CIGI: How involved is the rotating president in setting the month’s agenda at the Security Council?
Paul Heinbecker: Each month the president sets the agenda in consultation with the other members of the Council. It’s up to the president to propose what the agenda will be. In response, perhaps some members will suggest other things. They may agree or disagree with some items. To take a hypothetical example, if the incoming Security Council president proposed Syria as an item, it’s conceivable that the Russians would object because doing so might complicate the proposed high level meeting to be held later this summer in Geneva. In any case, the incoming president plays a very central role: he or she proposes, others respond and then the president takes the responses and through a process of negotiations produces some kind of an agreed agenda.

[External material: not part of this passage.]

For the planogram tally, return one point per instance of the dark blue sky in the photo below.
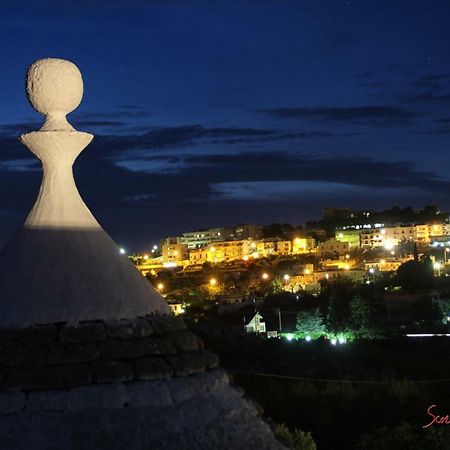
(211, 113)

In this particular case, Ambassador Susan Rice is no longer in New York. She has succeeded Tom Donilon as National Security Adviser. As he has already left his office, Ms. Rice is now in the chair at the National Security Council. Samantha Power, who is Rice’s proposed successor in New York, needs to be confirmed by the US Senate before she can take up the job. Since she isn’t going to be at the Council in July either, the number two ambassador at the UN (the US had five ambassadors there in my time; we had two; the Dominican Republic had seven, but that’s a different story) will chair the Council for the month.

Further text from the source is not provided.